The fighters in the area were armed with assault rifles and rocket-propelled grenades, and dressed in blue camouflage uniforms with full military battle gear.
It's almost as if the insurgents put on uniforms just to make Clark look stupid. Now, there are some good points in Clark's essay (which also happens to be in the Post.) He says that we have to use diplomacy and force together to win the war in Iraq. But sometimes (and this isn't the first), Clark seems to suffer from political amnesia:
U.S. forces don't "lose" on the battlefield these days. We haven't lost once in Iraq. Nor in Afghanistan. Not in the Balkans, or in the first Gulf War. Nor in Panama.
It's as if Clark never heard of Somalia. Someone should send the General a copy of Black Hawk Down. By the way, doesn't the fact that we have to retake Falluja suggest that we have lost at least one battle in Iraq?

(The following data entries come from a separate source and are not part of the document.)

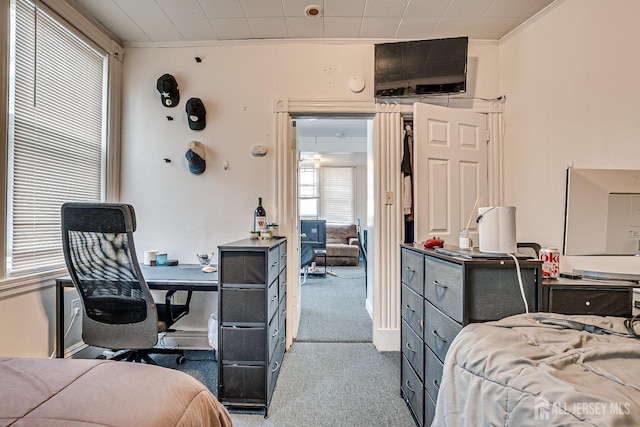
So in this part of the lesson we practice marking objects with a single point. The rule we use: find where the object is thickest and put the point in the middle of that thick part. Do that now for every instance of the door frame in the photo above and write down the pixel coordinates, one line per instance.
(386, 224)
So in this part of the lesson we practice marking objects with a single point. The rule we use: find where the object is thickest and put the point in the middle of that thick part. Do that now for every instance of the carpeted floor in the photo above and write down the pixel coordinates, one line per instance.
(333, 307)
(332, 375)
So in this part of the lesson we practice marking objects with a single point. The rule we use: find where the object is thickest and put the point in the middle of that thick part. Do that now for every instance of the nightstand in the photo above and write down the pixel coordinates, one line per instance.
(581, 296)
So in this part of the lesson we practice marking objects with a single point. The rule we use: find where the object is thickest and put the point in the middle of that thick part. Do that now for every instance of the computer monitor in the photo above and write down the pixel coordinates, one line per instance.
(314, 233)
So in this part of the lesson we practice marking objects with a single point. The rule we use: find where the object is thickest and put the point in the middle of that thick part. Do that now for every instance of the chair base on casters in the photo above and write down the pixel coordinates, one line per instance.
(144, 355)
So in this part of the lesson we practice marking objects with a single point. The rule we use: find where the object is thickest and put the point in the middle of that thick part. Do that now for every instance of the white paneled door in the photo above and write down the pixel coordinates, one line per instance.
(450, 170)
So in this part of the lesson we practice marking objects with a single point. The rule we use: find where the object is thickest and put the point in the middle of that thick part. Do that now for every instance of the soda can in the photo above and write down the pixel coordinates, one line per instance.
(550, 263)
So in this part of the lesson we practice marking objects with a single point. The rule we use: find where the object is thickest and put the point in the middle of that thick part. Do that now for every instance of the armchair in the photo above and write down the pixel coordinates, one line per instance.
(119, 312)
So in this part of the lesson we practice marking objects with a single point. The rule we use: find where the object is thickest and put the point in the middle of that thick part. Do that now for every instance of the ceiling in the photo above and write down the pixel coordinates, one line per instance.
(179, 21)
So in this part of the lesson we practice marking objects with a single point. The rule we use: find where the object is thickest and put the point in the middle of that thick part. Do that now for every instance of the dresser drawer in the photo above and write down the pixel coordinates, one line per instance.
(439, 330)
(413, 390)
(433, 373)
(413, 349)
(273, 300)
(412, 273)
(242, 384)
(242, 305)
(443, 286)
(273, 263)
(595, 301)
(412, 309)
(283, 256)
(242, 344)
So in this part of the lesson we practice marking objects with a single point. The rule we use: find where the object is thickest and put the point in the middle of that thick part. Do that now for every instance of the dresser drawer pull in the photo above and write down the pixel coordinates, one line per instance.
(440, 285)
(435, 334)
(409, 386)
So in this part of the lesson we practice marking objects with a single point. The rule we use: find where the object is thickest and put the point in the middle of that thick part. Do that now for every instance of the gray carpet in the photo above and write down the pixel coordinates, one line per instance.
(333, 307)
(332, 375)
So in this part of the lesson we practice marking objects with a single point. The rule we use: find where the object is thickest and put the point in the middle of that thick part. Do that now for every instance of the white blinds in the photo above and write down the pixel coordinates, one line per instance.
(338, 196)
(57, 135)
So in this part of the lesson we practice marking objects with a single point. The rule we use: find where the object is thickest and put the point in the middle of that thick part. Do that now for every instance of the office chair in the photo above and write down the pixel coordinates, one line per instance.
(307, 256)
(119, 312)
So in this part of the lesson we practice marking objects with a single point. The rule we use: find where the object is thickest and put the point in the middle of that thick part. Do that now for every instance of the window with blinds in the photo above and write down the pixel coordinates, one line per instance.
(57, 134)
(338, 195)
(308, 193)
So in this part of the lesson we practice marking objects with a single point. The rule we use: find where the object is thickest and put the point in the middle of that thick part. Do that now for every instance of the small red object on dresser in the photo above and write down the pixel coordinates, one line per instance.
(550, 262)
(434, 242)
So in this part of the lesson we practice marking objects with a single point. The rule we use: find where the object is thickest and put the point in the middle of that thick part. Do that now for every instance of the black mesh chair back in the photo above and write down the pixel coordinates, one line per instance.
(118, 308)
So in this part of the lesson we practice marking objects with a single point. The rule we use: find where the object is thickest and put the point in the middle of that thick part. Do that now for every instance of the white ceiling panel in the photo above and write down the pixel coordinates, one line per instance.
(196, 29)
(268, 28)
(416, 28)
(143, 21)
(182, 10)
(299, 27)
(467, 9)
(342, 27)
(385, 8)
(219, 9)
(232, 29)
(354, 8)
(379, 28)
(262, 8)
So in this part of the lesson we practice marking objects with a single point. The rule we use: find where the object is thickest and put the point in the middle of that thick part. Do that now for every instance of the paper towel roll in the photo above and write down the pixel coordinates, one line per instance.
(150, 256)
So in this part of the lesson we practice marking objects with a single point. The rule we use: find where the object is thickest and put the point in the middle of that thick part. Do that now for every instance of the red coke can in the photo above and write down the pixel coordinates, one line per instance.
(550, 263)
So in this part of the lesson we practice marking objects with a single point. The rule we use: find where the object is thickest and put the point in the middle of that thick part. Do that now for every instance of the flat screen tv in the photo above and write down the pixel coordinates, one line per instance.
(421, 67)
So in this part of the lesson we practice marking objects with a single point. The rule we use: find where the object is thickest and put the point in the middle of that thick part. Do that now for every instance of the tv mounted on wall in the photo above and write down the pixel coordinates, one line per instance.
(421, 67)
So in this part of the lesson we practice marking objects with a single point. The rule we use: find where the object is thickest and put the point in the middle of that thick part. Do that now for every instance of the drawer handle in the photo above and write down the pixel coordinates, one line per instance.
(435, 334)
(440, 285)
(409, 386)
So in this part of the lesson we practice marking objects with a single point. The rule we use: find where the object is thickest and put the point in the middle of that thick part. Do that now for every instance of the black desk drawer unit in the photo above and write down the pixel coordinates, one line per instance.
(596, 297)
(440, 295)
(252, 319)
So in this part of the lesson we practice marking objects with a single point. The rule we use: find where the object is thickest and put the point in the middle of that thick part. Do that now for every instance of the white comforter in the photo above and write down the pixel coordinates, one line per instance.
(542, 369)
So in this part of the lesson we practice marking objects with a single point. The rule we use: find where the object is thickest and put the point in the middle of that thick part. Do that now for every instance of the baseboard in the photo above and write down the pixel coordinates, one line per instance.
(386, 339)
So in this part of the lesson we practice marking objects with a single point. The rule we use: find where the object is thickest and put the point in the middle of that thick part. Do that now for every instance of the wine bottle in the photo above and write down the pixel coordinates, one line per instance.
(259, 217)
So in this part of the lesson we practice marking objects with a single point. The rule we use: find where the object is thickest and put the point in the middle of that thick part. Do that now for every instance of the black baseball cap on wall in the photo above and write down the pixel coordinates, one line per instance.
(169, 92)
(196, 114)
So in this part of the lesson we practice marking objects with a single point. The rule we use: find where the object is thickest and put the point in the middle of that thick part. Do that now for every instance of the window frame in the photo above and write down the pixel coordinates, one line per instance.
(88, 30)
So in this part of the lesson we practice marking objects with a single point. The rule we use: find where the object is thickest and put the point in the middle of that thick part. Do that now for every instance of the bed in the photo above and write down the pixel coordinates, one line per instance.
(542, 369)
(65, 392)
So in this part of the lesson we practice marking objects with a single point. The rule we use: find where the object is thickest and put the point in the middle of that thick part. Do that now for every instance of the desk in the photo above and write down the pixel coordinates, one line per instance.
(185, 277)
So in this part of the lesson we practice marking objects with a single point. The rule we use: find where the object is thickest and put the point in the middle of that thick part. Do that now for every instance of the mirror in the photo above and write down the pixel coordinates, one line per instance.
(602, 212)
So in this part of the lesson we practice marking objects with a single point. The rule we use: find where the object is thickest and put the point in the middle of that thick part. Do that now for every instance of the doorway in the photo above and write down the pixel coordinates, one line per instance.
(334, 161)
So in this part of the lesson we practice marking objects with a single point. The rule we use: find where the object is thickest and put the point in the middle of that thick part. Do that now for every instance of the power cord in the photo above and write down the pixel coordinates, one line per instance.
(75, 313)
(630, 325)
(524, 298)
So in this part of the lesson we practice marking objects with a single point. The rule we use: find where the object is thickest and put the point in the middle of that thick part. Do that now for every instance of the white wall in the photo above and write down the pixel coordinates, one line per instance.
(183, 213)
(572, 94)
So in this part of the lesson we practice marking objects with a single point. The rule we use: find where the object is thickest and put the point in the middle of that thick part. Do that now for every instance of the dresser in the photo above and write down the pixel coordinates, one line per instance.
(252, 321)
(439, 295)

But moving on:
This has been a tough battle, and the men and women fighting it deserve every Combat Infantryman's Badge, Bronze Star or Purple Heart they receive.
Come on, Wes, the election is over. Besides, are you suggesting that when you were in charge, the army handed out Bronze Stars and Purple Hearts to soldiers who didn't deserve them?

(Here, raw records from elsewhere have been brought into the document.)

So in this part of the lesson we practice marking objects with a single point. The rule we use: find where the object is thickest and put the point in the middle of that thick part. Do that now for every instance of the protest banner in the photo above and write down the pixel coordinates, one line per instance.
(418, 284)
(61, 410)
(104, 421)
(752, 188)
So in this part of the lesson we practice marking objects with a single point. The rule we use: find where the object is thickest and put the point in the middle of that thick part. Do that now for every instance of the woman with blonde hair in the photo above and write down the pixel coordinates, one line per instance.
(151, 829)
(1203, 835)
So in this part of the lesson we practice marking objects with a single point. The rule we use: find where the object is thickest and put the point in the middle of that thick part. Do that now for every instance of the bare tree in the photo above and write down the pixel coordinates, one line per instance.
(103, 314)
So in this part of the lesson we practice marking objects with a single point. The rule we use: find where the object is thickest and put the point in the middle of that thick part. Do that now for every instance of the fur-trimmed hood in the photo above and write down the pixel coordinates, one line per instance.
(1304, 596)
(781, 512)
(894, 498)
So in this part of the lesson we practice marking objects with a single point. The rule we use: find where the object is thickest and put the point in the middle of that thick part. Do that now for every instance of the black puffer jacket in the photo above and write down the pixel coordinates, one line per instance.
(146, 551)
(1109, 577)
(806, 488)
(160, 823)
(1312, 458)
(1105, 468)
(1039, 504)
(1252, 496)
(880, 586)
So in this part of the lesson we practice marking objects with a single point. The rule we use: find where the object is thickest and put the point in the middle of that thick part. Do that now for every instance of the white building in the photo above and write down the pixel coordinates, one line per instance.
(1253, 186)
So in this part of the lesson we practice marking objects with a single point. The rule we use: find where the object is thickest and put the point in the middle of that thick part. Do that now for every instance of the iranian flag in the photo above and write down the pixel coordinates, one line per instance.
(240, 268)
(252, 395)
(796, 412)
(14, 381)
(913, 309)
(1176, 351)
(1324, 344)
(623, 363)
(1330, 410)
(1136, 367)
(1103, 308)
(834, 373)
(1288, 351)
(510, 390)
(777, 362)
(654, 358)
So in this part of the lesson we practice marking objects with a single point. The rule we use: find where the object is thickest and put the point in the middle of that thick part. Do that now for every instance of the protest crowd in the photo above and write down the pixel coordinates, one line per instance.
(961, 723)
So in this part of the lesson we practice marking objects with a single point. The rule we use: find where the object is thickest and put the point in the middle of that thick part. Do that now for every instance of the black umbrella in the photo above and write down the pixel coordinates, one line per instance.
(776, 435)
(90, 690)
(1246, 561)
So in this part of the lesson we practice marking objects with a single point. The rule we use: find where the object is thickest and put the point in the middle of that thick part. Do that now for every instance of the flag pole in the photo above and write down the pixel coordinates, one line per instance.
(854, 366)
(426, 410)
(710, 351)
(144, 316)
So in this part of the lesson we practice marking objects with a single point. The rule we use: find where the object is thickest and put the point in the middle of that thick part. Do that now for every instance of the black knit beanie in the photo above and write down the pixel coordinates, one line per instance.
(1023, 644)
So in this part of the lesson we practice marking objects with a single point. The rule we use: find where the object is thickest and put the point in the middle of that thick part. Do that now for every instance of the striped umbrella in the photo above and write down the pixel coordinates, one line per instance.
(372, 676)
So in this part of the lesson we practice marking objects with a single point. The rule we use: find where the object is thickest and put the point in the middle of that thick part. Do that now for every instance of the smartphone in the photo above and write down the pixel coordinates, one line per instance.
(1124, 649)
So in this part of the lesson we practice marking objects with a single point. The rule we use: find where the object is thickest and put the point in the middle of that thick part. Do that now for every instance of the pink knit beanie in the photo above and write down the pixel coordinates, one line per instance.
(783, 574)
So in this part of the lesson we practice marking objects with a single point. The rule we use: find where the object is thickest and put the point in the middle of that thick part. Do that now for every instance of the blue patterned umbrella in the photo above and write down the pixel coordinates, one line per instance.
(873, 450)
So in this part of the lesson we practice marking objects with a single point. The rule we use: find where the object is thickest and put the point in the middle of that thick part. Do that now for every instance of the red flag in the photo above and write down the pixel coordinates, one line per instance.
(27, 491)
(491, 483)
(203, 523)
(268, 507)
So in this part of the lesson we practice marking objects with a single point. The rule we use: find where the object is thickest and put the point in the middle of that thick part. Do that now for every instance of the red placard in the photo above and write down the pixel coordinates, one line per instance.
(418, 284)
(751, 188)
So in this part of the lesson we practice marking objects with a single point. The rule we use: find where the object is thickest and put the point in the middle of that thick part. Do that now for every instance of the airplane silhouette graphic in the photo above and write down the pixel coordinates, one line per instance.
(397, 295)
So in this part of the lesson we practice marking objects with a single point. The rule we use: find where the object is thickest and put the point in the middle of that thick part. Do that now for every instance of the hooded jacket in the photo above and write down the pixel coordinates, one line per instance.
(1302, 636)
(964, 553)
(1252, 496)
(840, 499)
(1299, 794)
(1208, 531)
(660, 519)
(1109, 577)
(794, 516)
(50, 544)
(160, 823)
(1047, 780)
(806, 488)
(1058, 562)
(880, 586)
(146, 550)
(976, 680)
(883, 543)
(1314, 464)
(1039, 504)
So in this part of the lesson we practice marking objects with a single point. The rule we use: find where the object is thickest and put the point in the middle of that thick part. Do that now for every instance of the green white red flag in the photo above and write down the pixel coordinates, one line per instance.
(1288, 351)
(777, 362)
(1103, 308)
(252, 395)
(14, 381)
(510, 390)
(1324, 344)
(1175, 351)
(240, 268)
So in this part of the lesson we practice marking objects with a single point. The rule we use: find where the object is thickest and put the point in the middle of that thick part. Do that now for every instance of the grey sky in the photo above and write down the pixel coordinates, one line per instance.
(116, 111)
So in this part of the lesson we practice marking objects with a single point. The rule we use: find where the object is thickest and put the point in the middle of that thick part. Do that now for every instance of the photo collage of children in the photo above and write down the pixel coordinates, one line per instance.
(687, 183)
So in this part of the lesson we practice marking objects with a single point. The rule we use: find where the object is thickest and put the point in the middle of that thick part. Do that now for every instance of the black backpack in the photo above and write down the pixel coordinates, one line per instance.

Neither Syria nor Iran could welcome American success in Iraq if they believe it means they'll be next on a list of regimes to be "reformed" by the United States -- and yet that's precisely the goal of American policy. Bringing about change in those countries should be a matter of offering inducements as well as making threats, but not if it adds to the danger for our men and women in uniform. We need to choose: continue to project a grand vision, or focus on success in Iraq.
Right-o! Let's consolidate those dictatorships in Damascus and Teheran! If George Bush stops talking about democracy promotion, then maybe Bashar Assad and the hard-liners in Teheran will suddenly decide that America is no longer a threat (because they were oh so cooperative back when Clinton was President).

It's not that Clark doesn't make good points. It just that he makes so many bad ones, too.